Isn’t it a shame that most of our plastic is burned or ends up in the ocean, while we could use it just like diesel or gasoline, as fuel? The growing waste mountain is barely felt in Europe or the US, but in many Asian and African countries it has become a pressing environmental and health issue a long time ago. This is also because Europe and the US are exporting a big share of their unsorted plastic waste to these countries. With pyrolysis, local communities can utilize plastic waste, stopping the waste piling up further.
While there are other technologies that convert waste plastic to useful products, pyrolysis is arguably the simplest one of them. It also has several advantages over incineration with energy recovery. In addition, it is easily scalable as we show with this project and allows for a decentralized application. Especially in the context of a lacking waste management and recycling infrastructure, we think that pyrolysis is a good option.
But also in a more broad context, pyrolysis as a way to chemically recycle plastic is advantageous over classical recycling via simple melting and re-extruding, incineration with energy recovery and landfills.
Incineration with energy recovery
Burning plastic waste sounds like a very simple option and even better, if we can recover energy while doing it. However, anyone that has seen plastic burn knows that it is a very nauseating process. When plastic burns it releases a lot of toxic fumes, the most notorious of them being dioxin. That is why incineration facilities include rather complicated and expensive gas cleaning infrastructure, not available in every country. In some countries, plastic is burned for cooking, which is detrimental for the health of the people living there.
Landfills
While burying the plastic waste has the advantage that no further green house gasses (i.e. CO2) are emitted from the plastic as is the case during incineration, it is not that easy to do in a way that does not harm the environment and health of nearby communities. Rainwater can leach toxic compounds into the groundwater and gas formation from composting waste is suspected to cause cancer. There are strict regulations to follow, which makes landfilling expensive. In addition, instead of using plastic as a resource to replace crude oil, it is buried and lost. As extraction and transport of crude oil requires a lot of energy, this form of recycling could save on CO2 emissions.
Don’t we already recycle?
At the moment, worldwide only 12 % of plastics worldwide is collected for recycling and the fraction actually recycled is much lower. This is mainly because classical recycling methods, simply melting the plastic and reshaping it, are not sufficient to leads to degraded plastic properties. It is usually used for products like flower pots or park benches and can not be utilized for most consumer applications.
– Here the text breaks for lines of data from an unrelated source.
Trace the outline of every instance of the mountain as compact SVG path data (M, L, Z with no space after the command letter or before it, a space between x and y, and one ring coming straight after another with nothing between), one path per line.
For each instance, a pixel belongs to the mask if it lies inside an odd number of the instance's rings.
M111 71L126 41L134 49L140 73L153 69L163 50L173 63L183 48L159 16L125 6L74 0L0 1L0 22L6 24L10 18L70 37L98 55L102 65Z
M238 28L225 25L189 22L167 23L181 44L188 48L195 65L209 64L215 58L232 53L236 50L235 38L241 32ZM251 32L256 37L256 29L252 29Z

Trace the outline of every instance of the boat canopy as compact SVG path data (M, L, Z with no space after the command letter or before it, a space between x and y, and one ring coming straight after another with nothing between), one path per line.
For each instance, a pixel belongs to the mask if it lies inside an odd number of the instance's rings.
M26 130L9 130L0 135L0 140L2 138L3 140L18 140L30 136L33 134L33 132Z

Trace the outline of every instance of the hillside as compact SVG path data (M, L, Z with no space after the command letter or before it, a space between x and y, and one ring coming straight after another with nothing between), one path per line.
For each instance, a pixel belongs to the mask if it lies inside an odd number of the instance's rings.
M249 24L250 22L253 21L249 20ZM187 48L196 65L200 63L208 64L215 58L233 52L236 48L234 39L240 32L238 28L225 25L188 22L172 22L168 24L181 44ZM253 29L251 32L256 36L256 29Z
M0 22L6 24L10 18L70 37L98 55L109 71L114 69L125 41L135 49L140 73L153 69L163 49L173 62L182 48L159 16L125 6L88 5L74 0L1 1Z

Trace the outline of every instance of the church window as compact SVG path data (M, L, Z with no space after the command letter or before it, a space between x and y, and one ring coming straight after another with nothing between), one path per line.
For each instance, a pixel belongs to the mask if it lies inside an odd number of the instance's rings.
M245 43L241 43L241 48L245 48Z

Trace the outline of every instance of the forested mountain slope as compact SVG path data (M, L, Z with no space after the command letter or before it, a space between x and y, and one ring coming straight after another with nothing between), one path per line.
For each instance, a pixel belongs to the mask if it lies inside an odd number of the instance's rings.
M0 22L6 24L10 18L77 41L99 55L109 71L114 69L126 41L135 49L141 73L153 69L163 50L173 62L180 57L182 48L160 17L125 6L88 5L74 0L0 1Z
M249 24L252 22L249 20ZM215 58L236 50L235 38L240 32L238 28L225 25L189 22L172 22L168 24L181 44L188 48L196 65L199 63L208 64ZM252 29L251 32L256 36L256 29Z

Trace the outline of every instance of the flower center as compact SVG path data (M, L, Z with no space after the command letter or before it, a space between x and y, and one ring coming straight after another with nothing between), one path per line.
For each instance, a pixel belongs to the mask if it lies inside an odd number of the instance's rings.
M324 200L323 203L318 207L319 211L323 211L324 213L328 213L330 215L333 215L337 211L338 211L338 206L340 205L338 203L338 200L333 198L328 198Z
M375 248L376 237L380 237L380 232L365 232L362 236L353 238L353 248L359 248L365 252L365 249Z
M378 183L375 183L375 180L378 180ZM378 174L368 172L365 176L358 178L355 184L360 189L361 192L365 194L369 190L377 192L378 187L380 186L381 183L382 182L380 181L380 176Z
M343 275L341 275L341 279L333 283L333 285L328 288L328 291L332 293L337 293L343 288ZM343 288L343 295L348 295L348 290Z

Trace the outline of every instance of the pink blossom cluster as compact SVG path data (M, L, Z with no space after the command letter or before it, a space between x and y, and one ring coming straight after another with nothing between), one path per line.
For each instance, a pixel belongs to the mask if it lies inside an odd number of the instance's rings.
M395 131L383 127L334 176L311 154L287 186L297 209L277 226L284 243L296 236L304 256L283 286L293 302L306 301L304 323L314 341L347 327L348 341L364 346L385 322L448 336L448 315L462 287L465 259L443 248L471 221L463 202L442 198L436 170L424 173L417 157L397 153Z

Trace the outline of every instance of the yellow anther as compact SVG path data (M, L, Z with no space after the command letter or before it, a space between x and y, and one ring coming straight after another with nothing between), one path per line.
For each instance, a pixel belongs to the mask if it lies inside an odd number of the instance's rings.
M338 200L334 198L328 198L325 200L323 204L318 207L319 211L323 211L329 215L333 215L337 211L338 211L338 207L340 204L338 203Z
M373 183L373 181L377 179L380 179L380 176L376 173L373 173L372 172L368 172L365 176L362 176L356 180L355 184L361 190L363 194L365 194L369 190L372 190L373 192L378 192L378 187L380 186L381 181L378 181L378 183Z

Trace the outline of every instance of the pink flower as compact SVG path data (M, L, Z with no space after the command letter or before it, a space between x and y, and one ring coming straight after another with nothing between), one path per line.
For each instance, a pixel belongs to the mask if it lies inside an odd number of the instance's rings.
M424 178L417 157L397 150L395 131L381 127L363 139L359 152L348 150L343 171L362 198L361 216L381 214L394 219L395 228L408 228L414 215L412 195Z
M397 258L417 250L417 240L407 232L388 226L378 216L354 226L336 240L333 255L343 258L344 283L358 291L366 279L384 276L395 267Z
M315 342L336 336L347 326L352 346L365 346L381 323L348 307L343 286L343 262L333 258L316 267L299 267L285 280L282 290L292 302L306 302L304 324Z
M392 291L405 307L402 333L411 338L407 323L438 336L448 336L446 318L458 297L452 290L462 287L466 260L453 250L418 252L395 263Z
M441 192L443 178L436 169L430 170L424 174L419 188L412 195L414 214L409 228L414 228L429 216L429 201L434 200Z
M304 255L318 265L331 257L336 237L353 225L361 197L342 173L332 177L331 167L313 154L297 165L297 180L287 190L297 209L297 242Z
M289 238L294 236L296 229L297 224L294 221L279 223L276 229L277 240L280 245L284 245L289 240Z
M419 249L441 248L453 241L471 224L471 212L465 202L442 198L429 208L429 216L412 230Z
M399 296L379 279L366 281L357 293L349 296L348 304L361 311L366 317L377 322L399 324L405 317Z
Plastic recycling and its challenges
Plastics are made up of polymers, long molecules that are produced by connecting a lot of monomers into a chain, called polymer.
The choice of monomer is the main lever to tune the plastic properties. This enables the vast variety of applications from hard-to-tear ropes to easy-to-tear food-packaging, from soft fabric to (hopefully) indestructible iPhone covers. However, even plastics made with the same monomer can have very different properties. 
By tuning the length and the alignment of the polymer chains chains almost all desired plastic properties can be achieved. Small amounts of additives can be used to further tweak or add properties such as color, UV protection, flame-resistance, or softening.
This intricate science has been developed over the last century and each company holds on to their secret recipes. Therefore no collection and sorting can guarantee uniform input for recycling. On top of that, contaminants from the use of these products cause additional contamination.
With this in mind, it is obvious, that just melting and re-extruding plastics, produces material of unknown and varying quality. This can only really be used in items where these properties do not matter that much, such as park benches or outdoor tiling. This excludes all use that requires any stringent certification, such as indoor-use, food-contact, or safety-relevant applications.